Industry trade body shows impact of oil price on UK jobs

Jobs supported by the UK’s offshore oil and gas industry will have fallen by the end of 2016 by an estimated 120,000 since their peak in 2014, according to new employment figures released by Oil & Gas UK.

Offshore staff

LONDON– Jobs supported by the UK’s offshore oil and gas industry, currently under the severe strain of continued low oil prices, will have fallen by the end of 2016 by an estimated 120,000 since their peak in 2014, according to new employment figures released by Oil & Gas UK.

The analysis, carried out by marketing services company Experian, forecasts that in 2016 more than 330,000 jobs in the UK will be delivered through or supported by oil and gas production. Oil & Gas UK said its employment figures were based on the latest published data.

These jobs are across the whole country and cover:

  • Direct employment provided by companies involved in the extraction of crude oil and natural gas and supply chain companies who directly support this activity
  • Indirect employment across the supply chain, which also exports goods and services overseas
  • Induced jobs created by the sector’s spending in the wider economy, such as in hotels, catering, and taxis.

Brent crude is currently trading at around $50/bbl, less than half the price it was in 2014 when jobs linked to the sector peaked at more than 450,000, the industry body noted. Jobs supported fell by an estimated 84,000 to around 370,000 in 2015, and are forecast to have fallen a further 40,000 by the end of this year.

Deirdre Michie, CEO of Oil & Gas UK, said: “We cannot underestimate the impact the global downturn in the industry is having on the UK economy, nor the personal toll for those who have lost their jobs, and the effect on their families and colleagues. We recognize this and are doing everything we can to support these people, working with the UK and Scottish governments through their task forces to find suitable alternative employment, as well as with the unions as we go through these difficult times.

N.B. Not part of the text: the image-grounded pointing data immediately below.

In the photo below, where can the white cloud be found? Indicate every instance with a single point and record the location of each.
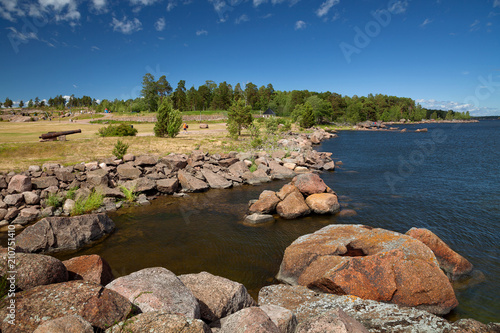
(325, 7)
(399, 7)
(427, 21)
(23, 37)
(9, 9)
(160, 24)
(171, 5)
(126, 26)
(143, 2)
(300, 25)
(242, 18)
(99, 5)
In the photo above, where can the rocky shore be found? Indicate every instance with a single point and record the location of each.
(24, 196)
(342, 278)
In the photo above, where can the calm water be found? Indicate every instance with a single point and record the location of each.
(446, 180)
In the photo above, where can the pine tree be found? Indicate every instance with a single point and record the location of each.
(168, 121)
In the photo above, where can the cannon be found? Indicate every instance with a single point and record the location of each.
(61, 136)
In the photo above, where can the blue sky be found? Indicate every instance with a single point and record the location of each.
(442, 53)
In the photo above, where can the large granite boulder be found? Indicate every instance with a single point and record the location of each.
(161, 322)
(323, 203)
(283, 318)
(190, 183)
(218, 297)
(157, 289)
(169, 185)
(377, 317)
(249, 320)
(127, 171)
(331, 322)
(34, 270)
(64, 233)
(451, 262)
(370, 263)
(266, 204)
(90, 268)
(99, 306)
(215, 180)
(309, 183)
(67, 324)
(293, 206)
(19, 184)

“The industry has been spending more than it is earning since the oil price slump towards the end of 2014. This is not sustainable and companies have been faced with some very difficult decisions. To survive, the industry has had no choice but to improve its performance. It is looking to find efficiencies to restore competitiveness, to attract investment and stimulate activity in theNorth Sea

“With up to 20 Bbbl of oil and gas still to recover, this region is still very much open for business.”

The industry will be coming together next week at Oil & Gas UK’s Annual Conference in Aberdeen to consider how it manages its way safely through the current downturn and how it can emerge in a competitive form that will safeguard the 330,000-plus jobs it still supports.

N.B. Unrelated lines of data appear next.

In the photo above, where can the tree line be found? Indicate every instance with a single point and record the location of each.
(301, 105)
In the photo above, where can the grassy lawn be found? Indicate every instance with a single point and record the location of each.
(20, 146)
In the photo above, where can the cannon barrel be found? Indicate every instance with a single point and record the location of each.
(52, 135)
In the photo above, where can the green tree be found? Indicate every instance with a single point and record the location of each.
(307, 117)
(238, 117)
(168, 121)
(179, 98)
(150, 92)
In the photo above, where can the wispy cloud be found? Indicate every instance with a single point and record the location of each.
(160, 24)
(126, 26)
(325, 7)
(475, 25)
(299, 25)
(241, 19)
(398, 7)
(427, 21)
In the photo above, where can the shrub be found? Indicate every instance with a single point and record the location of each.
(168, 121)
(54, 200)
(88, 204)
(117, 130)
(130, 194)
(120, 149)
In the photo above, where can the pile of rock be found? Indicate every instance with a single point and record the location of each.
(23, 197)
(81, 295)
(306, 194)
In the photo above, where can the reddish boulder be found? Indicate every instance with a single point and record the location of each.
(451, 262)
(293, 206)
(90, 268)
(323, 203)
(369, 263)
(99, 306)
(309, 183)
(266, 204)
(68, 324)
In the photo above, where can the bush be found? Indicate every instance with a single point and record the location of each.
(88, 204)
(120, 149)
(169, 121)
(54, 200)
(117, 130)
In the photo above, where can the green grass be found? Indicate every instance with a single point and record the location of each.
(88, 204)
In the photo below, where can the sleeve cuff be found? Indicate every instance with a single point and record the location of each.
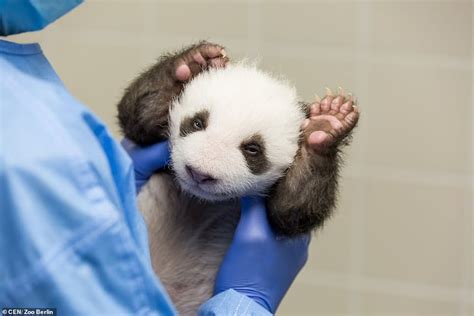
(231, 302)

“330,000 jobs is still a significant number,” added Michie, “but the total employment we will sustainably provide depends on the level of investment attracted into the basin. If investment falls, then so will jobs. The interventions we make now will be critical to shape the industry’s direction and help stem future losses.

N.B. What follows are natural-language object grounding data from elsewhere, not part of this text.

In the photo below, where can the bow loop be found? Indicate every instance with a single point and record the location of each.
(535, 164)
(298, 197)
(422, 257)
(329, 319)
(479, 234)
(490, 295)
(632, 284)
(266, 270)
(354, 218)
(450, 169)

“Everyone in the sector can play a part. Effective workforce engagement is vital onshore and offshore, as is greater cooperation – within teams, within companies, across the industry and with the regulators and governments. Competitiveness is improving as a result of the work the sector is doing in this area – and is being reflected in the reduction in unit operating costs from almost $30/bbl in 2015 to around $17/bbl this year.

“But to protect our industry and the skilled jobs it provides we need to see further efficiencies. The work of companies and of the industry’sEfficiency Task Force needs to focus on ensuring  that the changes being put in place are sustainable for the future that we all need to work towards.

“It is also important we consider what we can do in the immediate term to stimulate activity in support of exploration and development of existing small pools opportunities to help support the supply chain as it goes through these challenging times.”